Looking back at the Problem Reports and Solutions panel, there is one more action users should consider. Users should regularly clear their solutions and problem history - once problems have been solved, and then click the link in the upper left of the panel for "Check for new solutions." Checking for new solutions gathers up all recorded errors and sends them, without personally identifying information, to Microsoft engineers. Once a problem has been reported as few as five-hundred times, Microsoft engineers will begin to work on the problem and assist the device manufacturer, or independent software vendor as required. Periodically, solutions will be delivered to a user's computer and an alert will appear in the system tray offering access to newly discovered solutions - as reported by the automated Problem Reports and Solutions support mechanism.
See figure below
There is a lot more to the automated problem and error reporting system working under the hood in Windows Vista than is immediately evident and a lot more information than is apparent to users is available - if they dig a bit deeper.
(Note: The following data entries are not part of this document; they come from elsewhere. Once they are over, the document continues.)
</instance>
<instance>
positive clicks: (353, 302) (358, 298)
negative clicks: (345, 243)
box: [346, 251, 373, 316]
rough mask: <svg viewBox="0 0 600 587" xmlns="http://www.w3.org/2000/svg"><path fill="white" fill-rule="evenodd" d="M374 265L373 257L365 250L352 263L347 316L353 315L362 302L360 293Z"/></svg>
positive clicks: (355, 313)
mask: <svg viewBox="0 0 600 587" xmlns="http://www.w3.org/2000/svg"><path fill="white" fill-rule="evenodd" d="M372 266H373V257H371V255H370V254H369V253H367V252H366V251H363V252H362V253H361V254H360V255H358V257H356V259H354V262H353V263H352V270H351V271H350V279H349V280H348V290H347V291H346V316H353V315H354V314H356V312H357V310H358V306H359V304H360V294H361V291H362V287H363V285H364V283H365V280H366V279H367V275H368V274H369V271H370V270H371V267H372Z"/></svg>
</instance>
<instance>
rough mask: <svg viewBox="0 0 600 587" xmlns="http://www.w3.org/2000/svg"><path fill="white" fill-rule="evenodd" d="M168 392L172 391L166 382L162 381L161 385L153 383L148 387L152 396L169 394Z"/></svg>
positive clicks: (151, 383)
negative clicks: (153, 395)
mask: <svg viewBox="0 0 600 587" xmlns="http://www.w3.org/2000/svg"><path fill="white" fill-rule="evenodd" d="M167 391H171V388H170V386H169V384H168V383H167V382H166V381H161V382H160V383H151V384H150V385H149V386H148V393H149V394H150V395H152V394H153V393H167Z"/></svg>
Microsoft could be clearer about how end users can access this information and I recommend BETA testers of the next version of Windows request that a comprehensive Problem Reports and Solutions Center be expanded to present and make clearer, all of the steps involved in discovering fault related information. While the classic view of the Control Panel in Windows Vista already has an icon for Problem Reports and Solutions, not all of its options are as apparent as they could be. For more seasoned Windows Vista users and certainly for trained IT/MIS professionals, Windows has always provided a wealth of error reporting information - it's just easier to access and make use of in Windows Vista. Enterprise network and systems engineers have been accessing this information for years and as such, they have been running very stable Windows computers for a long time. Windows Vista begins to leverage this data and make it available to all users of all types.